Schröder "hukukçu." Yıllarca avukatlık yaptı. Konuşma yeteneği yüksek. İkna gücü de öyle. Ve medyatik.
Bayan Merkel "fizik öğretmeni." Schröder gibi bir "konuşma ustası" değil. Ayrıca "Doğu Alman" kökenli. Hem "Batı'yı iyi bilmiyor." Hem "biraz soğuk... Medyatik değil."
Almanya'da bizdeki gibi "uzun seçim konvoyları... Büyük kalabalıklar... Meydan mitingleri" yok. Bazen "salon toplantıları" oluyor. Bazen de liderler ve adaylar "caddelerde" dolaşıyorlar, kahvelere, işyerlerine, Türklerin oyunu istemek için camilere gidiyorlar. Ve bazen de TV'ye çıkıyorlar.

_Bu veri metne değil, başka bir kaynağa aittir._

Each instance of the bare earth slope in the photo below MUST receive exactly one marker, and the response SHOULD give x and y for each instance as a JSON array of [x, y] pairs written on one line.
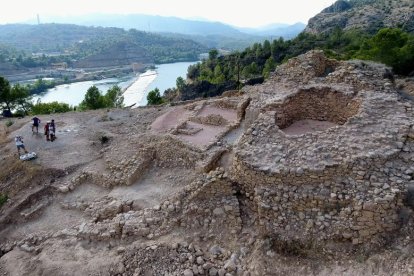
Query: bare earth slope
[[310, 173], [366, 15]]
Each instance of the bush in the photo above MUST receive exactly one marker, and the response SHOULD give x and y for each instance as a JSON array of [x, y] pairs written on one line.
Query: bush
[[154, 97], [95, 100], [9, 123], [48, 108], [3, 199]]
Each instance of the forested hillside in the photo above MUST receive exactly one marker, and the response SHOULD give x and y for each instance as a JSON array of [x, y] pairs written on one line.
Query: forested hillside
[[365, 15], [39, 45], [216, 74]]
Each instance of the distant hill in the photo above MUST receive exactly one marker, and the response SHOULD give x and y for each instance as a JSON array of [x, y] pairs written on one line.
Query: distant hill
[[150, 23], [210, 34], [81, 42], [276, 30], [365, 15]]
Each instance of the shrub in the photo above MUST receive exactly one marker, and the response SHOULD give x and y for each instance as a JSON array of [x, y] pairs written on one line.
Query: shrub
[[3, 199], [154, 97], [9, 123], [104, 139], [48, 108]]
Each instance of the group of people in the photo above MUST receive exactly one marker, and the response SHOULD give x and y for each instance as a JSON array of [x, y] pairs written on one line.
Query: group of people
[[49, 132], [49, 128]]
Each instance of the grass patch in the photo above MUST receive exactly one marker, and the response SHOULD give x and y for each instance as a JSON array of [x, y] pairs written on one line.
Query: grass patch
[[104, 139], [9, 123], [3, 199]]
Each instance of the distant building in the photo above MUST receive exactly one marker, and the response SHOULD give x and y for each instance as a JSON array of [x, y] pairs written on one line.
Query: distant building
[[60, 66]]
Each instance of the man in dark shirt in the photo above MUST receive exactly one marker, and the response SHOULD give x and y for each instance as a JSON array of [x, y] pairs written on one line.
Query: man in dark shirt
[[36, 122]]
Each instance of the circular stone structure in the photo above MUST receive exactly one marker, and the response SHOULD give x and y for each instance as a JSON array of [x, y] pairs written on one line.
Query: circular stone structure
[[343, 183]]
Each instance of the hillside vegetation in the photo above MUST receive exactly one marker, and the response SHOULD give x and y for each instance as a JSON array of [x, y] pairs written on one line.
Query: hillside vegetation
[[213, 76], [365, 15], [29, 46]]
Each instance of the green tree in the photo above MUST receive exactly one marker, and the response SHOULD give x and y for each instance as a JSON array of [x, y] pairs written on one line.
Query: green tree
[[213, 54], [154, 97], [6, 97], [269, 67], [218, 75], [93, 99], [113, 97], [180, 83], [21, 97]]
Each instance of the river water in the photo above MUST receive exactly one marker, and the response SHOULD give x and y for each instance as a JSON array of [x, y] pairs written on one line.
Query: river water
[[136, 87]]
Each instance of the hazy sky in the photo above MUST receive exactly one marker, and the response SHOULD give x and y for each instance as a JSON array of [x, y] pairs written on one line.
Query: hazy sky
[[250, 13]]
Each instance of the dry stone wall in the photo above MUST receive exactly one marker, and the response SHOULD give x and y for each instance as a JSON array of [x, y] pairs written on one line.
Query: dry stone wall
[[346, 183]]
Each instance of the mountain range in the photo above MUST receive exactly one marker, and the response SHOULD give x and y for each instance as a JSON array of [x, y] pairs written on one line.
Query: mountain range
[[365, 15], [212, 34]]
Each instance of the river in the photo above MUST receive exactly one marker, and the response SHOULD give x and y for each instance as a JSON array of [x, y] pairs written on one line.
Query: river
[[136, 87]]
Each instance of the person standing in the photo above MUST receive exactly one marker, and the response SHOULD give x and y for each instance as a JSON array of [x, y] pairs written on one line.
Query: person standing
[[52, 130], [46, 128], [36, 122], [19, 144]]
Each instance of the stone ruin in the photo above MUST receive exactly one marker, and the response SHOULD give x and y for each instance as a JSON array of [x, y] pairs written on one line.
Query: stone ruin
[[321, 152], [347, 182], [344, 181]]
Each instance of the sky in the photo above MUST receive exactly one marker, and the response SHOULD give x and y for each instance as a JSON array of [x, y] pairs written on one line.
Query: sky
[[234, 12]]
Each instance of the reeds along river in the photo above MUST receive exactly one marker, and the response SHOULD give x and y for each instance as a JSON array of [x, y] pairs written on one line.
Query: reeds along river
[[137, 87]]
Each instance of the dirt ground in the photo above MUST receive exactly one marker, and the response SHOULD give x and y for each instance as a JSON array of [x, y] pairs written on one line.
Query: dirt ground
[[41, 227]]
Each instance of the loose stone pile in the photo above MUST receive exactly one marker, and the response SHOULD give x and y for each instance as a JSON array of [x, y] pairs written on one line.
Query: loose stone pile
[[347, 182]]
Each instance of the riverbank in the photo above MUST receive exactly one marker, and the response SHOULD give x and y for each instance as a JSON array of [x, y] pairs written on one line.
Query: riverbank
[[136, 87], [135, 92]]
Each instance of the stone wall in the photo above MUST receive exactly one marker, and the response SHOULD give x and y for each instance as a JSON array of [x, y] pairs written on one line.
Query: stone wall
[[346, 183], [353, 202], [322, 104]]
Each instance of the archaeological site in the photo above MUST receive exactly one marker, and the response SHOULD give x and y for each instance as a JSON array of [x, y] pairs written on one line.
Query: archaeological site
[[309, 173]]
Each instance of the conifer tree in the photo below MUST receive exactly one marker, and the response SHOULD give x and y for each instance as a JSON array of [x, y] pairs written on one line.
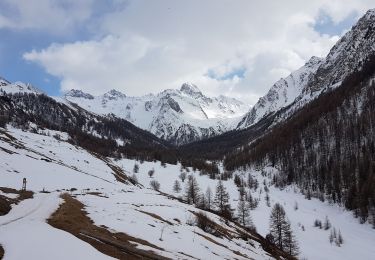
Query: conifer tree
[[221, 200], [192, 190]]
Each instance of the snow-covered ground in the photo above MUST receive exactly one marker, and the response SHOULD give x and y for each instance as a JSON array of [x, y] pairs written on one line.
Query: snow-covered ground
[[53, 164], [24, 233], [313, 242], [145, 214]]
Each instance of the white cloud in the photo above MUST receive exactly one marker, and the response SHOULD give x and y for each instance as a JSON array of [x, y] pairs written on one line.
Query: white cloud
[[152, 45], [56, 16]]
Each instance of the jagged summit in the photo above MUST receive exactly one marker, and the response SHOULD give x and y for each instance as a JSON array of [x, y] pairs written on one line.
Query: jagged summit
[[75, 93], [112, 94], [190, 89], [318, 74], [18, 87]]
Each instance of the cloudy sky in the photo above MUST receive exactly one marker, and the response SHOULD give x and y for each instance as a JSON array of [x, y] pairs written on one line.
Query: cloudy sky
[[238, 48]]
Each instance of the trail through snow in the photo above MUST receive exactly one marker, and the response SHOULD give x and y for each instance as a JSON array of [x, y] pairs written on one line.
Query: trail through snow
[[24, 233]]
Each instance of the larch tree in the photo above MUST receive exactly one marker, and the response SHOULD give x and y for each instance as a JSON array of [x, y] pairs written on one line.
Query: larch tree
[[209, 198], [176, 186], [192, 190], [243, 214]]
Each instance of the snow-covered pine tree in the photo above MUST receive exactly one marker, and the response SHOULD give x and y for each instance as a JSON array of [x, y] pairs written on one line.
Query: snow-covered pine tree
[[281, 231], [243, 214], [192, 190], [176, 186], [221, 200], [209, 198]]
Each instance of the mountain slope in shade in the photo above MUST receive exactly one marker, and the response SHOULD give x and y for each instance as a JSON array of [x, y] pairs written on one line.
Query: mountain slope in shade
[[282, 93], [317, 75], [179, 116]]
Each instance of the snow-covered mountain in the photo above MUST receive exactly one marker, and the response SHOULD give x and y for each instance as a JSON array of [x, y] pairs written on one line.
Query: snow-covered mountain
[[317, 75], [18, 87], [179, 116]]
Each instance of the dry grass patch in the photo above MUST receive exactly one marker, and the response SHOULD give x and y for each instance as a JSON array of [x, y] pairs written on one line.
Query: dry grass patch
[[72, 218], [6, 203]]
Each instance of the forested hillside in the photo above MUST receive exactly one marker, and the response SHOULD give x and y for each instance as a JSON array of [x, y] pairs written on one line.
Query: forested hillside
[[327, 147]]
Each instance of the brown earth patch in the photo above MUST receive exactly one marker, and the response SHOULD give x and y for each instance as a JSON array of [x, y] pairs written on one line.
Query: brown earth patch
[[156, 216], [72, 218], [6, 203]]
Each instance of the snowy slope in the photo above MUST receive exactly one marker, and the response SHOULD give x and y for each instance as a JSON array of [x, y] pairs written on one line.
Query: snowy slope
[[25, 234], [282, 93], [358, 238], [55, 165], [17, 87], [317, 75], [179, 116]]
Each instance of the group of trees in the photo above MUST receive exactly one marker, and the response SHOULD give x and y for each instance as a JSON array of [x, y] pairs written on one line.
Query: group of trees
[[281, 233], [327, 147]]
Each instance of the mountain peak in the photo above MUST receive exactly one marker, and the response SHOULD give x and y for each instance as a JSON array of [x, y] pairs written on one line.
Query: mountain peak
[[114, 94], [190, 89], [76, 93]]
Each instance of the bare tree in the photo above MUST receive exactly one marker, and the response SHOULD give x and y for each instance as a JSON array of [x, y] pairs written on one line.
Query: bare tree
[[151, 172], [155, 185], [281, 231], [136, 168], [176, 186], [182, 176], [209, 198], [221, 200]]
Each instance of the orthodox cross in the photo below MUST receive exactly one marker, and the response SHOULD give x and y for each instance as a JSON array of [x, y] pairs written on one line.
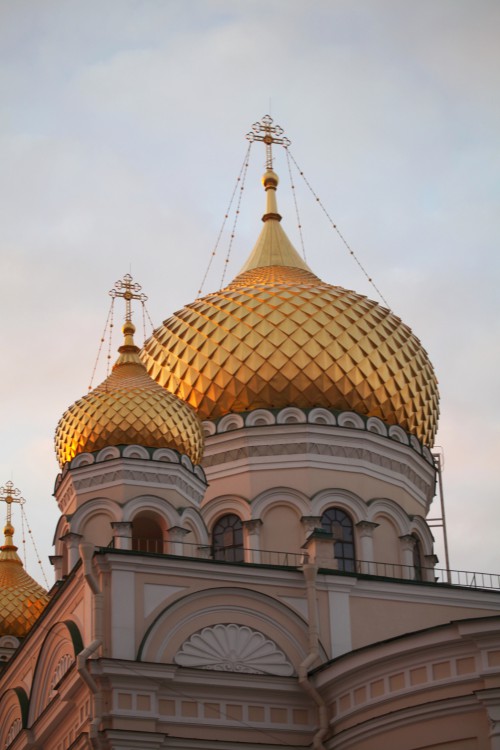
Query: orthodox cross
[[129, 290], [10, 494], [268, 133]]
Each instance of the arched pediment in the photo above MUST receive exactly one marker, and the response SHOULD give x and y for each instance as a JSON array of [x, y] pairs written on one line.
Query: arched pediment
[[393, 511], [13, 715], [219, 506], [281, 496], [153, 504], [205, 610], [338, 498], [57, 656]]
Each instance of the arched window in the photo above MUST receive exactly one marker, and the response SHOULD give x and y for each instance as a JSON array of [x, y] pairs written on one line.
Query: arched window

Kampanya sürecinde Schröder ile Merkel iki kez "teke tek" TV'ye çıktılar. İkisinin de "mutlak galibi" Schröder oldu.
Bayan Merkel "danışman hatasının faturasını" ödüyor. Danışmanlarının onu "uyarması" lazımdı: - Schröder ile TV'ye "teke tek" çıkmayınız.
TV'de "yorgun... Yıpranmış... İstenmeyen" Schröder imaj tazeledi. Oyunu artırdı. "Yıpranmamış... Kamuoyu desteğine sahip... Yeni isim" bayan Merkel ise TV'de döküldü. Oy kaybetti.
"Danışmanlık" çok önemli bir kurum. Danışman, lideri "vezir" de eder, "rezil" de.